Logan007 commented 3 years ago

This pull request shall implement some experimental idea to enhance p2p experience.

Basically, it extends the idea of port prediction as found with -L to a much bigger extent, namely by increasing the number of listening sockets as well as replacing the prediction algorithm by using random and a lot more REGISTER attempts.

Work in progress (thus draft) and being built in increments, will definitely take a while. For testing, the current code can always be downloaded here as provided by github's autopacker.

The first commit only adds the capability to pass through a specially flagged QUERY_PEER to the queried edge itself (so, no effect on p2p yet). As QUERY_PEER is sent out only in case of non-working p2p, this can signal the other edge to take some action.

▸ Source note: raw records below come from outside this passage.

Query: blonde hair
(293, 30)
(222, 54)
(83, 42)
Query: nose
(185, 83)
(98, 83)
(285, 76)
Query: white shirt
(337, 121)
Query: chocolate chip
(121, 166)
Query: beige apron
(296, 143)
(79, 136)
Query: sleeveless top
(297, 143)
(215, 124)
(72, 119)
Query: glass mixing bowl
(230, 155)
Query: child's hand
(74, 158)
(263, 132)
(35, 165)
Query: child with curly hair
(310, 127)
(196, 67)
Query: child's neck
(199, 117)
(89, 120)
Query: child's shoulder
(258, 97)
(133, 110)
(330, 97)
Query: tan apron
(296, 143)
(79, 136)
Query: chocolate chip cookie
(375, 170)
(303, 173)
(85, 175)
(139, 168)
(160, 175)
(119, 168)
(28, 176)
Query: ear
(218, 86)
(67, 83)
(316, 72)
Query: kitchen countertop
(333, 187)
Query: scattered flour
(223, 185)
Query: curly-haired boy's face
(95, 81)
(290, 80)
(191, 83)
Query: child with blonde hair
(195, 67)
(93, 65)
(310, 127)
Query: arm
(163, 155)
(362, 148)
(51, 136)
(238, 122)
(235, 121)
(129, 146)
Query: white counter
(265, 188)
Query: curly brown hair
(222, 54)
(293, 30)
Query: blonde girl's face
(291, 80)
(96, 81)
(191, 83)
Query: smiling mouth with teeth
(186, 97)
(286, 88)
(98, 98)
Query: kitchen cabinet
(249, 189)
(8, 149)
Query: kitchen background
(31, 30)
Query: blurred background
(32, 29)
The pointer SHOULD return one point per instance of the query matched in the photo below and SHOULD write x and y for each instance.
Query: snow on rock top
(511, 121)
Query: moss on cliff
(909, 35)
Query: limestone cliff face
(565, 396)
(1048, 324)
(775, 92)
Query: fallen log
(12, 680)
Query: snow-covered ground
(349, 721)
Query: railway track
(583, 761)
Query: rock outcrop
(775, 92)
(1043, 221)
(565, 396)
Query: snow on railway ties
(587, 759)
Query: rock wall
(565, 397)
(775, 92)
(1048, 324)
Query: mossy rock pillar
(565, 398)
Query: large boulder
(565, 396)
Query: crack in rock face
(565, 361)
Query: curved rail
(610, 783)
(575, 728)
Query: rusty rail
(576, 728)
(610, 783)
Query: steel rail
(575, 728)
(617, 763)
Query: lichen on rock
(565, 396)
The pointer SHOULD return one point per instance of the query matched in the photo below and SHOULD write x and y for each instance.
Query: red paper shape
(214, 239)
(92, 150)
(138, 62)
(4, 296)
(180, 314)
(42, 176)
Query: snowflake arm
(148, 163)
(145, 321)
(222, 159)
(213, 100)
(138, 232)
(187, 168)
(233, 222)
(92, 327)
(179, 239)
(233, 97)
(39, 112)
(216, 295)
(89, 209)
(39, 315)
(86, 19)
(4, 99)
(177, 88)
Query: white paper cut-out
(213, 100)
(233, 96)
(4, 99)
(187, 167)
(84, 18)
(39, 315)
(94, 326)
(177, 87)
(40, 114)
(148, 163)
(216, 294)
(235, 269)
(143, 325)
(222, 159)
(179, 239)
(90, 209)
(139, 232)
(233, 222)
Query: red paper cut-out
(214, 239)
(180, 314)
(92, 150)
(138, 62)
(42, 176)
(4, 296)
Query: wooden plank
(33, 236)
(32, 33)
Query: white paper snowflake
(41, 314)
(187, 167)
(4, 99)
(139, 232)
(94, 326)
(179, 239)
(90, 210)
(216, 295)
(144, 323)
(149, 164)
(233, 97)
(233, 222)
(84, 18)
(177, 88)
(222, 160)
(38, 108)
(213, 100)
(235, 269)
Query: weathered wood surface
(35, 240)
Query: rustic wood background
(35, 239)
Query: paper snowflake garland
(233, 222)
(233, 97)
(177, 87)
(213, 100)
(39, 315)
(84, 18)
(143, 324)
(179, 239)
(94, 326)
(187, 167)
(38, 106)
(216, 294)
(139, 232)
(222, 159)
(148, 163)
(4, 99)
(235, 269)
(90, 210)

The also flagged PEER_INFO answer lets the originally sending edge know when to start taking some action as well.

codecov-commenter commented 3 years ago

Codecov Report

Merging #839 (f55b408) into dev (94e6f4a) will decrease coverage by 0.36%. The diff coverage is 0.00%.

@@            Coverage Diff             @@
##              dev     #839      +/-   ##
==========================================
- Coverage   18.83%   18.46%   -0.37%     
==========================================
  Files          39       39              
  Lines        8305     8470     +165     
==========================================
  Hits         1564     1564              
- Misses       6741     6906     +165

Impacted Files	Coverage Δ
src/edge_utils.c	`0.96% <0.00%> (-0.08%)`	:arrow_down:
src/sn_utils.c	`0.00% <0.00%> (ø)`
src/wire.c	`35.71% <0.00%> (-0.44%)`	:arrow_down:

Continue to review full report at Codecov.

Legend - Click here to learn more Δ = absolute <relative> (impact), ø = not affected, ? = missing data Powered by Codecov. Last update 94e6f4a...f55b408. Read the comment docs.

Logan007 commented 3 years ago

12246f8 adds receptor sockets. They will be temporarily opened while the other end tries to send REGISTERs. If we are lucky, we get a match. This is indicated by the !!! incoming at receptor socket !!! message. No further handling implemented yet.

If you want to test, you could try some not-so-p2p edges and ping between them for a few minutes (also replace the supernode with version from this branch). If you see that message at one of the edges, chances are that p2p can be established – later, following this pull request.

Let me know what you find.

lucktu commented 3 years ago

Thank you for trying!

I got it, but it’s hard, and it didn’t turn into p2p.

001

The following images were taken in 10 minutes, and those "!!!" were picked up within the first 2 minutes of the ping.

002-10m

003-10m

The following images were taken in 60 minutes, and those "!!!" were picked up within the first 1 minutes of the ping, it seems so easy at first (after restarting 2 edges and ping), but so hard later(never get the chance? it's worth studying)? always psp.

003-60m

Edge has only a 10% chance of seeing it, and zerotier has always seen it, by "netstat -ap|grep xxx" 004

Logan007 commented 3 years ago

Thank you for testing!

I got it

If you get the message at one end at least, it means that you likely will get p2p once this pull request is done.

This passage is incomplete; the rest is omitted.